To steam clean my valves, keep the block cooler to not burn as much oil (not that it does), and to keep the block a little cooler so my FA33 doesn't fail due to heat, which a lot of auto's do. They are connected to each other ha so cutting the heat on one will keep the other cooler. Plus cool my intake charge, would clean my valves, no need for larger inter cooler (more lag), burns fuel cleaner, and less likely to overheat in the event it would. Another purpose of the valves being clean is compression again. People pay a lot to get their valves cut at 3 to 4 different angles to have them seat better. So why not just clean up my carbon deposits and whaalaa, better seating vales. And no to the front mount and vents. I want my car as stock as possible. I might just get a tranny cooler but there is no room, oil cooler will help temps but not with the valves, intake temps, and cleaner burns.
Well I can see some flaws there. It wont keep your block cooler or your trans cooler. I still say youre solving a problem that isnt a problem but it wont hurt anything and it will give you the charge temp changes. If youte not planning a front mount you have room for a secondary trans cooler if you wanted one. for what its worth my 90 awd 5spd went 200k and never used any oil. I never had the motor opened. leaked some which I did address but thats it.
 
Well I can see some flaws there. It wont keep your block cooler or your trans cooler. I still say youre solving a problem that isnt a problem but it wont hurt anything and it will give you the charge temp changes. If youte not planning a front mount you have room for a secondary trans cooler if you wanted one. for what its worth my 90 awd 5spd went 200k and never used any oil. I never had the motor opened. leaked some which I did address but thats it.

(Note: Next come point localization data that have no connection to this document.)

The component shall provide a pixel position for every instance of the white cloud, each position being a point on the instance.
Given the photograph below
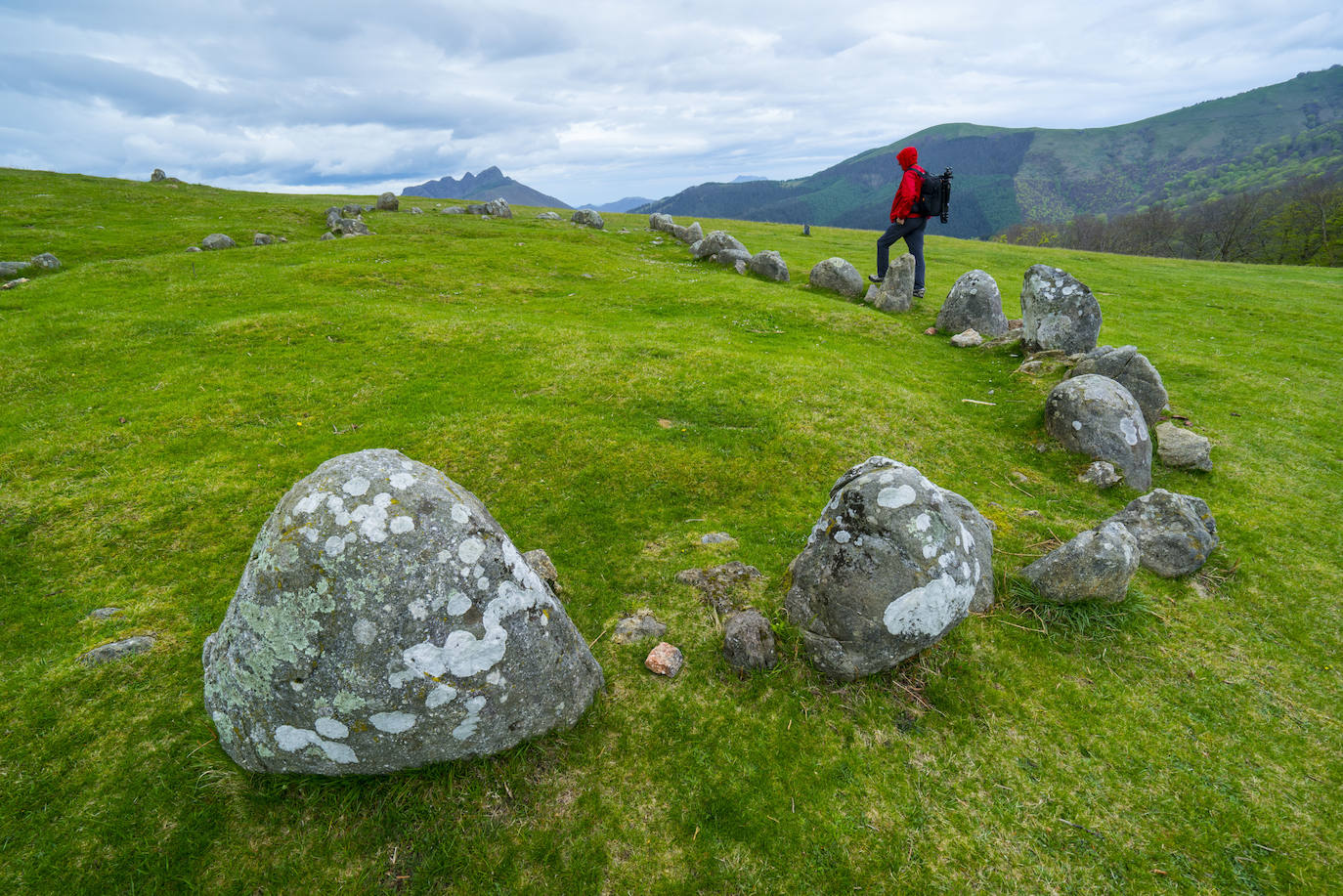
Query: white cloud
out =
(596, 100)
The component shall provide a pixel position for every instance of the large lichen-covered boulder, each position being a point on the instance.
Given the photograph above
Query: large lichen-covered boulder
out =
(1094, 566)
(974, 303)
(1095, 415)
(1175, 533)
(1059, 312)
(717, 242)
(892, 566)
(386, 620)
(837, 276)
(1130, 367)
(769, 265)
(588, 218)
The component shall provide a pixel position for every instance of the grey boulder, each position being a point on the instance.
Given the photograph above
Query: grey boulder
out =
(1184, 448)
(1175, 533)
(689, 235)
(117, 651)
(1126, 364)
(1095, 566)
(718, 242)
(218, 240)
(749, 641)
(587, 218)
(1095, 415)
(1059, 312)
(386, 620)
(769, 265)
(892, 566)
(896, 290)
(837, 276)
(974, 303)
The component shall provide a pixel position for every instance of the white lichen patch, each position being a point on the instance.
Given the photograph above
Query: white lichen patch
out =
(327, 727)
(896, 497)
(473, 717)
(392, 723)
(439, 696)
(930, 610)
(462, 655)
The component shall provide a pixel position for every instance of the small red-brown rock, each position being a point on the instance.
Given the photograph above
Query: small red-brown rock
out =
(665, 660)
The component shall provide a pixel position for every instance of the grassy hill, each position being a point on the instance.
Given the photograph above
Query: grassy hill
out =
(1257, 139)
(611, 401)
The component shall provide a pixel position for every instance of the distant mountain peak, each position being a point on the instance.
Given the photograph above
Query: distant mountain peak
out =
(491, 183)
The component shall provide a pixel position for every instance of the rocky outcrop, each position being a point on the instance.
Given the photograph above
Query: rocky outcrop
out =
(769, 265)
(1184, 448)
(837, 276)
(749, 641)
(1134, 371)
(588, 218)
(218, 240)
(386, 620)
(974, 303)
(1175, 533)
(1095, 415)
(1059, 312)
(893, 563)
(1095, 566)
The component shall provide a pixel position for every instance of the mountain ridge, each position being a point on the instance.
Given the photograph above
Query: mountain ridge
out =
(1006, 175)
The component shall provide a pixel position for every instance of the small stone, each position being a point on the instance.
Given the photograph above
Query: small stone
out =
(665, 660)
(749, 641)
(636, 627)
(117, 651)
(1184, 448)
(218, 240)
(967, 339)
(542, 565)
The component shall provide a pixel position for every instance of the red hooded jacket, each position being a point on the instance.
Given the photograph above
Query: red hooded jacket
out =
(909, 185)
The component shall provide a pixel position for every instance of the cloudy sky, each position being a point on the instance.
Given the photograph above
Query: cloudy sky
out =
(591, 101)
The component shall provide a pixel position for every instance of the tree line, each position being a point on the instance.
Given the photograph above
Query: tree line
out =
(1300, 223)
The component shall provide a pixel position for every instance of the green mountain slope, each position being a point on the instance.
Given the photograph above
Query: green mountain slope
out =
(1005, 175)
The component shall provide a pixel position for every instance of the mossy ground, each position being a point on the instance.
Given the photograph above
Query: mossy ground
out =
(610, 401)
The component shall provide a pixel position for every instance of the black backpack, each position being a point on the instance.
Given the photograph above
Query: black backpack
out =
(933, 195)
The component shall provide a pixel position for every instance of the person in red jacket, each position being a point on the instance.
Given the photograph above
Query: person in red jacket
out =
(905, 223)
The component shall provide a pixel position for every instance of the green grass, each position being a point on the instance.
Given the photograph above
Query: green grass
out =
(156, 405)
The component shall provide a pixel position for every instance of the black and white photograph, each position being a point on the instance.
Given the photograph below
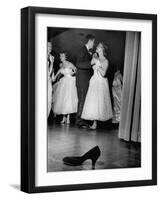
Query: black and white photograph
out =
(93, 99)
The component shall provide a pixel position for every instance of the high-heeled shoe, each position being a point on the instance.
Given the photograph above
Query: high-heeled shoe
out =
(92, 154)
(94, 126)
(63, 121)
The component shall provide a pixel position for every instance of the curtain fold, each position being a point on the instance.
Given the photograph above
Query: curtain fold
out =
(129, 128)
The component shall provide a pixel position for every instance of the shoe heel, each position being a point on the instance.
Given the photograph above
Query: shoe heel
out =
(93, 163)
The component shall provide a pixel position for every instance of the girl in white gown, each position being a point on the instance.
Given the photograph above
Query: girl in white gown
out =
(50, 75)
(97, 104)
(65, 93)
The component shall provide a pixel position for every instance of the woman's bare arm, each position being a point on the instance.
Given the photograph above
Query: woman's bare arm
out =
(103, 69)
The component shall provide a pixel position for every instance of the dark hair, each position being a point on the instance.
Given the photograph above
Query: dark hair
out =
(90, 37)
(63, 52)
(104, 48)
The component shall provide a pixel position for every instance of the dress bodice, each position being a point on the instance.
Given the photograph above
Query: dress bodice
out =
(95, 68)
(66, 71)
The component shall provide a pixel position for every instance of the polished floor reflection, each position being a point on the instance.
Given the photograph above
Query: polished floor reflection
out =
(65, 140)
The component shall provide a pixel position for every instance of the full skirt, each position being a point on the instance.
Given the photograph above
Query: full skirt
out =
(65, 98)
(49, 95)
(97, 104)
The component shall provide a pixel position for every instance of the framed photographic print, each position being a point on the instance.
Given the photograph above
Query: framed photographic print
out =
(88, 99)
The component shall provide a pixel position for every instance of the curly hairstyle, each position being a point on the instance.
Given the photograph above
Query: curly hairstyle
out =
(104, 48)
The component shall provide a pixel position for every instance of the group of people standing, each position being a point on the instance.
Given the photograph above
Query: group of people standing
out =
(83, 89)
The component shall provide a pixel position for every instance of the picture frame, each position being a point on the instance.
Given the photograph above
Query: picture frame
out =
(29, 91)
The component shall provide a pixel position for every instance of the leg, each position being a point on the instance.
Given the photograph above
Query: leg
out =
(68, 119)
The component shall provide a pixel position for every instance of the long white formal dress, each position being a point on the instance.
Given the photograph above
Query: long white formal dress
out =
(49, 92)
(65, 98)
(97, 104)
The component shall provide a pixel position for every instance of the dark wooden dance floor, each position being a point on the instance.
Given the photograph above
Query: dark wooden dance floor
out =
(64, 140)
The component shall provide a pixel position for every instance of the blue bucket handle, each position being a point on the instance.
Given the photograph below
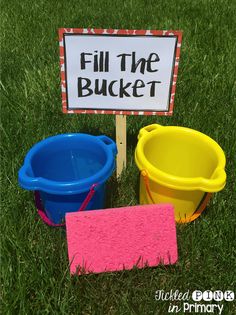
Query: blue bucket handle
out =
(109, 142)
(27, 180)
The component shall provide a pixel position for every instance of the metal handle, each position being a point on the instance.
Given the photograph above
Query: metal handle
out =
(109, 142)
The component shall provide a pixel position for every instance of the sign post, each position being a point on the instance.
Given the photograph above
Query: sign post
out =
(120, 72)
(121, 143)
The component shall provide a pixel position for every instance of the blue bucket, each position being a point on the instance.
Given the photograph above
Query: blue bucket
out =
(63, 169)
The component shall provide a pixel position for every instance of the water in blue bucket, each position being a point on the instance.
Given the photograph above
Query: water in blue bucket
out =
(63, 169)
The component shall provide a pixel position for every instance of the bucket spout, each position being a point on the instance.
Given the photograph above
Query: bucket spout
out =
(216, 182)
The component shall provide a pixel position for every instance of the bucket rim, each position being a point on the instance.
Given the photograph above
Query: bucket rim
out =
(178, 182)
(73, 186)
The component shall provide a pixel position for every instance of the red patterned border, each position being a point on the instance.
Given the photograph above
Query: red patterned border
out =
(62, 31)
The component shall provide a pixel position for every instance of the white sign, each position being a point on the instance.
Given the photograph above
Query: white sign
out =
(118, 72)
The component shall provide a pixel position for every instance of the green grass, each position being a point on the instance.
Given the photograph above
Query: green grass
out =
(34, 265)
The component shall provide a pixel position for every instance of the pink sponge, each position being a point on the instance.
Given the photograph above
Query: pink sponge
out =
(121, 238)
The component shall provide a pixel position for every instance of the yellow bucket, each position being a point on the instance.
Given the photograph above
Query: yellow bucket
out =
(181, 166)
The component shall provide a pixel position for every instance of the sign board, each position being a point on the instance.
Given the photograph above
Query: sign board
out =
(122, 72)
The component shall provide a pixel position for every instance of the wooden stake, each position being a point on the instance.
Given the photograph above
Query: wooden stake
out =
(121, 143)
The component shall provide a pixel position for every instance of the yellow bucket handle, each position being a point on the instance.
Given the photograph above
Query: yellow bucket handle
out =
(147, 185)
(196, 214)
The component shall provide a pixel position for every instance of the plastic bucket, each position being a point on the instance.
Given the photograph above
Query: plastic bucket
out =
(63, 169)
(180, 166)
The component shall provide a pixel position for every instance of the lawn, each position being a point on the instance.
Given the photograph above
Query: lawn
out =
(34, 266)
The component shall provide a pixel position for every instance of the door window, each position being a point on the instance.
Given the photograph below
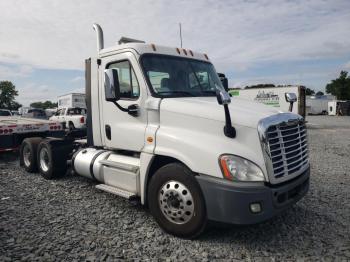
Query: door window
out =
(129, 86)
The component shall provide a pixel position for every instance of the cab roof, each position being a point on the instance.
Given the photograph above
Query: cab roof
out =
(145, 48)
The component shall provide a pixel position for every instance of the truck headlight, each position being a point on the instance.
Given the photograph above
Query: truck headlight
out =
(240, 169)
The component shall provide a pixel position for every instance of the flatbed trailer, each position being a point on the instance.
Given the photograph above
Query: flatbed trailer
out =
(14, 129)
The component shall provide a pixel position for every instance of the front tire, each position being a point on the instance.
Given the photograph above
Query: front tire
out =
(176, 201)
(28, 154)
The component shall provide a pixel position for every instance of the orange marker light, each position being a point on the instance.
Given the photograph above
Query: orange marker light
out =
(225, 169)
(153, 47)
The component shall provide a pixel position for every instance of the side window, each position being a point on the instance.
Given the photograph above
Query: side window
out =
(129, 86)
(204, 80)
(160, 81)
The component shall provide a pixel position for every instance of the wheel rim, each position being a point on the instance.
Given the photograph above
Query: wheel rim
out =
(26, 155)
(176, 202)
(44, 159)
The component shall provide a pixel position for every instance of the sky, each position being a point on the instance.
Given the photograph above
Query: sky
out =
(43, 43)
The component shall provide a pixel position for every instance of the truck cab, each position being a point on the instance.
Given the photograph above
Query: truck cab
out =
(162, 129)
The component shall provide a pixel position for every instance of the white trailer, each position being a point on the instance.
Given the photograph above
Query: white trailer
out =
(72, 100)
(162, 130)
(318, 105)
(274, 96)
(338, 107)
(14, 129)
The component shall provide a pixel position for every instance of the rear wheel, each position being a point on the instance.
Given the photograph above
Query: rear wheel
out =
(52, 159)
(71, 126)
(28, 153)
(176, 201)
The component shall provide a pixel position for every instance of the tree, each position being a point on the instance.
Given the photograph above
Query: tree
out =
(340, 87)
(43, 105)
(8, 93)
(309, 92)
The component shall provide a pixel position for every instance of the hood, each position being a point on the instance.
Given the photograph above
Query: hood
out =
(243, 112)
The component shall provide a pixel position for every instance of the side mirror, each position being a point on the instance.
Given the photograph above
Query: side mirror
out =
(291, 97)
(112, 90)
(222, 96)
(224, 81)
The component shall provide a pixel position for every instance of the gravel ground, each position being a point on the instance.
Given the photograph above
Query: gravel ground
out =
(68, 219)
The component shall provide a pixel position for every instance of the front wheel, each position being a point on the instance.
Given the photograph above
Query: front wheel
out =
(28, 152)
(176, 201)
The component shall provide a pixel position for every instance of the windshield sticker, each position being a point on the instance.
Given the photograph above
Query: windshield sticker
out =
(268, 98)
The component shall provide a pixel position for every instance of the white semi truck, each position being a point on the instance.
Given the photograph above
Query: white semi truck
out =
(161, 130)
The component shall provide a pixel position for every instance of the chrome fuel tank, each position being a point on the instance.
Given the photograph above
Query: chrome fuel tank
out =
(86, 162)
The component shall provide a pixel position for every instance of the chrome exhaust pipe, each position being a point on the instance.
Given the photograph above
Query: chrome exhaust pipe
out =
(99, 35)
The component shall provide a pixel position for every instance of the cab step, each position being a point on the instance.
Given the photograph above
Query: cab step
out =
(117, 191)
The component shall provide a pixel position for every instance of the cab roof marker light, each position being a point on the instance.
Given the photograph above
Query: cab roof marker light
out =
(153, 47)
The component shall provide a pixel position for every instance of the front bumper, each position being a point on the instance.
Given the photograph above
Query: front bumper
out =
(230, 202)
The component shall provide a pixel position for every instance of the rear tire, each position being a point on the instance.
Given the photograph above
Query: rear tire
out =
(71, 126)
(28, 154)
(52, 159)
(176, 201)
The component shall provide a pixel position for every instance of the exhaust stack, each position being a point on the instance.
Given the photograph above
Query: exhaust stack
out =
(99, 35)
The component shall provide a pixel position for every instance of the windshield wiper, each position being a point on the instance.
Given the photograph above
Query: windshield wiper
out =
(185, 93)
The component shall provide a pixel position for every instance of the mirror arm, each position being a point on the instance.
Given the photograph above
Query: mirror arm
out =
(291, 106)
(120, 107)
(229, 130)
(131, 110)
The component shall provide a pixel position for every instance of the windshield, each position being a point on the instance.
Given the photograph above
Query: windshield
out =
(5, 113)
(76, 111)
(171, 76)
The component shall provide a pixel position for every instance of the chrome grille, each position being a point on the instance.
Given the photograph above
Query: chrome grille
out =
(284, 142)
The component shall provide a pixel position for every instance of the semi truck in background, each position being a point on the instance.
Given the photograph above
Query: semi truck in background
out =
(71, 100)
(339, 108)
(162, 130)
(274, 97)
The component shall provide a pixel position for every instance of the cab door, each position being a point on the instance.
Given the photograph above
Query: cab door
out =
(122, 130)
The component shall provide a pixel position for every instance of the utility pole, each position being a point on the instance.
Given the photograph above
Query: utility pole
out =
(180, 35)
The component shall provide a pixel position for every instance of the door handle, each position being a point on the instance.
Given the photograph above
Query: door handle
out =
(133, 110)
(108, 131)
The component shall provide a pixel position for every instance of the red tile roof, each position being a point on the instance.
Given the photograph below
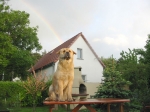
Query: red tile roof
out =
(53, 57)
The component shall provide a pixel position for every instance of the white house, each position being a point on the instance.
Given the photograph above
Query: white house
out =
(86, 58)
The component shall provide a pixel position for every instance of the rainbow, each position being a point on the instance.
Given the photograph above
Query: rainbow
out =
(44, 21)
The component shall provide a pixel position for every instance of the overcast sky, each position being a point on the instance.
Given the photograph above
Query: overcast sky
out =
(110, 26)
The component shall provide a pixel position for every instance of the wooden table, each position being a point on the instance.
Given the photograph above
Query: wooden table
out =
(87, 103)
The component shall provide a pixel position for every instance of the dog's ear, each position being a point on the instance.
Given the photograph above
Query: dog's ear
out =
(58, 52)
(74, 52)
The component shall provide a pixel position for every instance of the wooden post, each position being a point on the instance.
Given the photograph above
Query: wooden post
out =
(77, 108)
(89, 107)
(121, 107)
(51, 108)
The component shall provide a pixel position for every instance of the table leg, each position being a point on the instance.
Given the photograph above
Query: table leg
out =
(90, 108)
(51, 108)
(121, 107)
(77, 108)
(108, 107)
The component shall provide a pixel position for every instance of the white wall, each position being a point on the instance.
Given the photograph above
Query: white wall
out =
(48, 71)
(90, 65)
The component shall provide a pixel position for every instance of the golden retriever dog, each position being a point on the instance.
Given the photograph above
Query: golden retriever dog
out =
(61, 88)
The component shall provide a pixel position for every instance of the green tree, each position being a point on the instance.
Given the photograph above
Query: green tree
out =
(21, 41)
(136, 72)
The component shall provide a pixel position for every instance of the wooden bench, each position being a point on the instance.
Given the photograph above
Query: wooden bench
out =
(87, 103)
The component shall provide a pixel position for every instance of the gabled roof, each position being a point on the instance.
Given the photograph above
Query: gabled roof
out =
(52, 57)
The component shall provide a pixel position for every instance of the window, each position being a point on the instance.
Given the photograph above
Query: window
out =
(79, 53)
(84, 78)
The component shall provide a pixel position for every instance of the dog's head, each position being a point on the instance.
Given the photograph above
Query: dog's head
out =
(66, 54)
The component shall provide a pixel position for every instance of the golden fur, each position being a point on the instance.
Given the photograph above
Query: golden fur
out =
(61, 88)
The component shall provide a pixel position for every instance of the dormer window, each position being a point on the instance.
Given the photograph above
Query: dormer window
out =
(79, 53)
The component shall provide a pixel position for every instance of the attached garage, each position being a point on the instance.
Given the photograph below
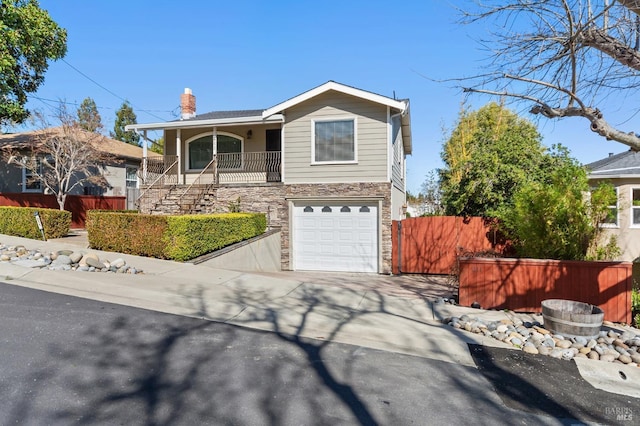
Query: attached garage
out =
(334, 236)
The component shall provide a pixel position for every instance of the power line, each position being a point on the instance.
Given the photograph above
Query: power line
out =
(109, 91)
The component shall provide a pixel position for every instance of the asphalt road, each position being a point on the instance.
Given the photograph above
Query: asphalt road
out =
(66, 360)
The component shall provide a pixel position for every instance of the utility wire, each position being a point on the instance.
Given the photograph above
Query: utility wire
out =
(109, 91)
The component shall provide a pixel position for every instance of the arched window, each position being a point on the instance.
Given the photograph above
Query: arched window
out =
(200, 148)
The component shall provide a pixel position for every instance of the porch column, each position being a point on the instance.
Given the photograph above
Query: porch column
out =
(144, 156)
(178, 153)
(215, 141)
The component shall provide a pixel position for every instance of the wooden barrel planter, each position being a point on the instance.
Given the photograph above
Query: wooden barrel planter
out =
(572, 319)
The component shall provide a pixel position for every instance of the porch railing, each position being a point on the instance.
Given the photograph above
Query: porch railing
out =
(249, 167)
(161, 173)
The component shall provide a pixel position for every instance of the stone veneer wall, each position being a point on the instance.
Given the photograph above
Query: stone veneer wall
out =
(273, 200)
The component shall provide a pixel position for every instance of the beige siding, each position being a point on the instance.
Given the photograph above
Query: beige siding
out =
(397, 167)
(626, 232)
(371, 140)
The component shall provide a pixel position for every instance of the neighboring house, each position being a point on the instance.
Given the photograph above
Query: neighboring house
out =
(119, 174)
(327, 166)
(623, 171)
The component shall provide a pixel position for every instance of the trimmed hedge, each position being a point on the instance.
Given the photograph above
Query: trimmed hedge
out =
(191, 236)
(170, 237)
(127, 232)
(20, 222)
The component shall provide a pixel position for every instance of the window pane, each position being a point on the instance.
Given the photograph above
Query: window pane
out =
(228, 144)
(334, 141)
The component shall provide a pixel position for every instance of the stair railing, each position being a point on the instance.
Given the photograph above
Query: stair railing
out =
(160, 178)
(197, 180)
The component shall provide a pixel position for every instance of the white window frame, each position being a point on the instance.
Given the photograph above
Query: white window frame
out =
(617, 208)
(202, 135)
(26, 176)
(329, 120)
(632, 208)
(126, 177)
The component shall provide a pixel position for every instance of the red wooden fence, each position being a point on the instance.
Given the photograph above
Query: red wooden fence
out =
(78, 205)
(430, 245)
(522, 284)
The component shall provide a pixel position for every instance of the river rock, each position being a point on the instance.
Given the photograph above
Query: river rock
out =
(75, 257)
(119, 263)
(625, 359)
(93, 262)
(62, 259)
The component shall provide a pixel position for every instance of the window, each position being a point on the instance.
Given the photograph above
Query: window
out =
(30, 182)
(334, 141)
(200, 151)
(612, 215)
(131, 178)
(635, 206)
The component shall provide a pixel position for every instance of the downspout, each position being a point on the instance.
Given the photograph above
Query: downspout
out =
(179, 152)
(144, 156)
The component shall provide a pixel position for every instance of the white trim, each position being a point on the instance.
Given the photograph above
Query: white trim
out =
(202, 135)
(613, 176)
(389, 145)
(332, 85)
(617, 207)
(331, 120)
(631, 207)
(253, 120)
(282, 138)
(24, 182)
(179, 152)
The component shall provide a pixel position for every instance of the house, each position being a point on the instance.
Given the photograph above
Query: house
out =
(327, 167)
(623, 171)
(119, 174)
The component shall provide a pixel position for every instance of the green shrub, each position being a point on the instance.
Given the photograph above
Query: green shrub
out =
(170, 237)
(191, 236)
(20, 222)
(127, 232)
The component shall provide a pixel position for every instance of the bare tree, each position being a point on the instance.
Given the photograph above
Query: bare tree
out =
(566, 57)
(61, 158)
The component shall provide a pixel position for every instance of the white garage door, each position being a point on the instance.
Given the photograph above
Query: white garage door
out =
(335, 237)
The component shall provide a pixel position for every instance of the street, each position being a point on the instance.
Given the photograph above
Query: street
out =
(66, 360)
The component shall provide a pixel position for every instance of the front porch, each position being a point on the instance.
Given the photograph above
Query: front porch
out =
(166, 189)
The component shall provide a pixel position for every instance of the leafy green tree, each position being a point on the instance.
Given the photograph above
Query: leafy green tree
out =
(553, 219)
(29, 40)
(88, 116)
(490, 153)
(124, 117)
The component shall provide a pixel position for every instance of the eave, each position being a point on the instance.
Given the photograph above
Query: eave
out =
(218, 122)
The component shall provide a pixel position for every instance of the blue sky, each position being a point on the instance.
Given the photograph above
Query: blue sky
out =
(255, 54)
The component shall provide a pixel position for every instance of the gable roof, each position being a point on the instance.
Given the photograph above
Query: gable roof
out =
(625, 164)
(274, 113)
(107, 145)
(400, 105)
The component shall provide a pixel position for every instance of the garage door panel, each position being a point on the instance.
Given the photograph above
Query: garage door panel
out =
(334, 237)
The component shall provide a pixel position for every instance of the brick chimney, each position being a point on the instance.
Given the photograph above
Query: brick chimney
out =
(187, 105)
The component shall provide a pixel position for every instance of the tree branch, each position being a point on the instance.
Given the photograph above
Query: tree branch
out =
(598, 124)
(611, 46)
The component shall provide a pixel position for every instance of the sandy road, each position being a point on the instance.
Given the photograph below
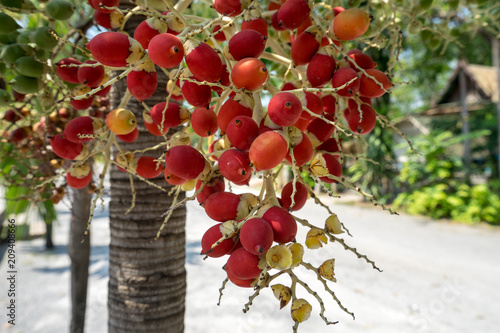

It doesn't burn any oil yet, or turn colors but I just don't want that to change. The transmission however is starting to show symptoms of my old FA33, I could mount the cooler on the opposite side of the stock inter cooler but it would have to be small and have the plumbing stretch across from the stock radiator position is. Plus I was thinking of rebuilding my t25 or going t28 on stock fuel, but doing a full car stock restoration so new 450 oem injectors but a walbro 255hp pump so to compensate for a larger inter cooler, the meth injection was my route (pretty much max the power with stock injectors but being stock daily in mind, so power really isn't the main goal if I went t28 since people say it isn't a big upgrade, which is good for my "restoration" plan. I don't know if I want to rebuild it all or just get a Fiesta ST. I guess if it's not broken, don't fix it. Would just be cool to see one of these guys running around in 10 years untouched, instead of this generation entry level fwd turbo cars.